Location
CSE 2311
Event Description

Title: Understanding online fashion networks

Abstract : From Instagram to Pinterest, visual media becomes one of the most important form of information in online social networks. Billions of images produce social interaction through visual media on the Web. But how can we model content and interaction in such large-scale visual networks? This dissertation research tries to approach this question using data from Chictopia, a real-world online fashion network. I consider two major problems in this context: understanding of visual content, and understanding of user behavior.

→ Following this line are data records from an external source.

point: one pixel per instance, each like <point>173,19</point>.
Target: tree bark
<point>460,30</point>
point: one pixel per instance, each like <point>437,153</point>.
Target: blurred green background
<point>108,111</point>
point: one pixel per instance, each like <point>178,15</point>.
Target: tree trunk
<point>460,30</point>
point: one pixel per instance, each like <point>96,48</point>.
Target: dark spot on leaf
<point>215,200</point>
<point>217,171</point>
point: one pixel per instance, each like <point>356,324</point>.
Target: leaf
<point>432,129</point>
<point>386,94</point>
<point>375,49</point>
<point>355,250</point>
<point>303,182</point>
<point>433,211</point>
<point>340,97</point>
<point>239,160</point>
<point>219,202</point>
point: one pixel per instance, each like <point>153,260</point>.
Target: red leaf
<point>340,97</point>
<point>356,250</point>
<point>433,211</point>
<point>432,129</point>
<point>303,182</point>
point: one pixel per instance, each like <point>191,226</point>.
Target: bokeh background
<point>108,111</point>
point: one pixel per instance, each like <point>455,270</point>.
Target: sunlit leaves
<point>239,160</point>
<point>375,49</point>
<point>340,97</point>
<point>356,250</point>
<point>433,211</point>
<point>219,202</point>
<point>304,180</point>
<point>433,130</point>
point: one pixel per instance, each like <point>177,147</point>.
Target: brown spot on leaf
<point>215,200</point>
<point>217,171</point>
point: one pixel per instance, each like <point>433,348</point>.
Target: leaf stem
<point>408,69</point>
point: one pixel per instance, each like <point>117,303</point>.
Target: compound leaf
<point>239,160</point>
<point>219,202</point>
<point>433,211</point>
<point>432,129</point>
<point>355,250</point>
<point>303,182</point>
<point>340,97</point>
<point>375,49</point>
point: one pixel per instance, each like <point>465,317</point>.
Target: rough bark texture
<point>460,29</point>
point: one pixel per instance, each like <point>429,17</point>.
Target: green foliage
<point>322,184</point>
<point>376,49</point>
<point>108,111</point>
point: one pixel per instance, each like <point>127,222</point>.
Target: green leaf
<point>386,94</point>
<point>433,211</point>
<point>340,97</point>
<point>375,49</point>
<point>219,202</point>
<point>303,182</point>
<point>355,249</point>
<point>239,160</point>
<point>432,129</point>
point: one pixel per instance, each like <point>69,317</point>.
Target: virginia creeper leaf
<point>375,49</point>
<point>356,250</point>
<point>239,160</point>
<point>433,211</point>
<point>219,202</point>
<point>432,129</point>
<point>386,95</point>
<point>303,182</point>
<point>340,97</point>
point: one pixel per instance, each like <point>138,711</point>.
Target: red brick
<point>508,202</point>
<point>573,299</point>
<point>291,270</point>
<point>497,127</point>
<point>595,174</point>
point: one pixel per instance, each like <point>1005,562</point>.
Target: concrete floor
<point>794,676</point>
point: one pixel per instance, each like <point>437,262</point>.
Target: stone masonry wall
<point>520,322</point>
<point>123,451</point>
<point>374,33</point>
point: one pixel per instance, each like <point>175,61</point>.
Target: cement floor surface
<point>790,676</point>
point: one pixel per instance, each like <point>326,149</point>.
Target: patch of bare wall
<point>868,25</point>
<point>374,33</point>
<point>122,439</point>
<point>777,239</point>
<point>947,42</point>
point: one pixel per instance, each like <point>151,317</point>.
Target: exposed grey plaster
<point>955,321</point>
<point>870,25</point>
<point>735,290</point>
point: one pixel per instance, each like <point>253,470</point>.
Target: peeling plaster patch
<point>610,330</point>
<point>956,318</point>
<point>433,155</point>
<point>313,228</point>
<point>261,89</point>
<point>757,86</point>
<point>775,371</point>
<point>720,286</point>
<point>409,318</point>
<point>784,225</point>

Understanding visual content is the ultimate goal in computer vision. In this dissertation, I study computer vision techniques to recognize garment items in a picture. I propose clothing-parsing algorithms, which assign one of clothing category to every pixel. The algorithm takes advantage of the unique characteristics of fashion pictures; human pose gives a strong contextual cue in clothing parsing. Using this knowledge, I first formulate clothing parsing as a joint label assignment with respect to a probability distribution, and show that this approach results in good localization performance. The second formulation also considers detection of items, using a data-driven approach. The empirical results show promising recognition performance and the benefits of clothing parsing in human pose estimation.

On understanding user behavior, I study what factors are affecting the popularity of pictures in this dissertation. Using the clothing parsing techniques as well as network and text information, I predict the number of votes in both in-network and out-of-network scenarios. The experiments find significant statistical evidence that social factors dominate the in-network scenario, but a combination of content and social factors can help predicting popularity outside of the network.